Hubert stood turned away, with his head against the high oak mantelpiece; and there was silence.
"Father," he said at last, turning round, "I ask your pardon."
Sir Nicholas stepped nearer, his eyes suddenly bright with tears, and his mouth twitching, and held out his hand, which Hubert took.
"And I was a coward to speak like that—but, but—I will try," went on the boy. "And I promise to say nothing to her yet, at any rate. Will that do? And I will go away for a while."

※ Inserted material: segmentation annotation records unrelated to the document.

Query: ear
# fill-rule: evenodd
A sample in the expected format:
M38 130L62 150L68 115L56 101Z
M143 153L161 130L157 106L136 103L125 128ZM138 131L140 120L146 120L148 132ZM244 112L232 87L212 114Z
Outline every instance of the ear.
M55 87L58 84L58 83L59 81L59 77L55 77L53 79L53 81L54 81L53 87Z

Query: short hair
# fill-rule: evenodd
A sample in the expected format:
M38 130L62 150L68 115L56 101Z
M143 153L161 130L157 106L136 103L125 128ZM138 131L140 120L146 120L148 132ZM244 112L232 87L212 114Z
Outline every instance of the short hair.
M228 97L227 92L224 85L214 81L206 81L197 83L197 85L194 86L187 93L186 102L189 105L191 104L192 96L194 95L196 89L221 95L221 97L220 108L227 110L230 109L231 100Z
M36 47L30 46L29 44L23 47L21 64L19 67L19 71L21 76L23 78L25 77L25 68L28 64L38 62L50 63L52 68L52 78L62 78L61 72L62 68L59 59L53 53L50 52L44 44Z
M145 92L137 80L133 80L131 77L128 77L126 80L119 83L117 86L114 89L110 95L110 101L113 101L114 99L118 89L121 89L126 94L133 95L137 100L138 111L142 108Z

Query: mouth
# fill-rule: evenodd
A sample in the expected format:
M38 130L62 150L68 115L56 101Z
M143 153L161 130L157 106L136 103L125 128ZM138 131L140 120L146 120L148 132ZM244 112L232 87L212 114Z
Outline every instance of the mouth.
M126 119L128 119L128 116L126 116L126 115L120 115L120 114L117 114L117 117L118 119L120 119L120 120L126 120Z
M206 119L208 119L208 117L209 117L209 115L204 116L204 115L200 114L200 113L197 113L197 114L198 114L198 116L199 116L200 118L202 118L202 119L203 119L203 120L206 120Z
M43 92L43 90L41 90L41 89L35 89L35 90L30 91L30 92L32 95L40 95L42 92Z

The father threw his arms round him.
As the summer drew on and began to fill the gardens and meadows with wealth, the little Italian garden to the south-west of the Hall was where my lady spent most of the day. Here she would cause chairs to be brought out for Mistress Margaret and herself, and a small selection of devotional books, an orange leather volume powdered all over with pierced hearts, filled with extracts in a clear brown ink, another book called Le Chappellet de Jésus, while from her girdle beside her pocket-mirror there always hung an olive-coloured "Hours of the Blessed Virgin," fastened by a long strip of leather prolonged from the binding. Here the two old sisters would sit, in the shadow of the yew hedge, taking it by turns to read and embroider, or talking a little now and then in quiet voices, with long silences broken only by the hum of insects in the hot air, or the quick flight of a bird in the tall trees behind the hedge.
Here too Isabel often came, also bringing her embroidery; and sat and talked and watched the wrinkled tranquil faces of the two old ladies, and envied their peace. Hubert had gone, as he had promised his father, on a long visit, and was not expected home until at least the autumn.
"James will be here to-morrow," said Lady Maxwell, suddenly, one hot afternoon. Isabel looked up in surprise; he had not been at home for so long; but the thought of his coming was very pleasant to her.
"And Mary Corbet, too," went on the old lady, "will be here to-morrow or the day after."
Isabel asked who this was.
"She is one of the Queen's ladies, my dear; and a great talker."
"She is very amusing sometimes," said Mistress Margaret's clear little voice.
"And Mr. James will be here to-morrow?" said Isabel.
"Yes, my child. They always suit one another; and we have known Mary for years."
"And is Miss Corbet a Catholic?"
"Yes, my dear; her Grace seems to like them about her."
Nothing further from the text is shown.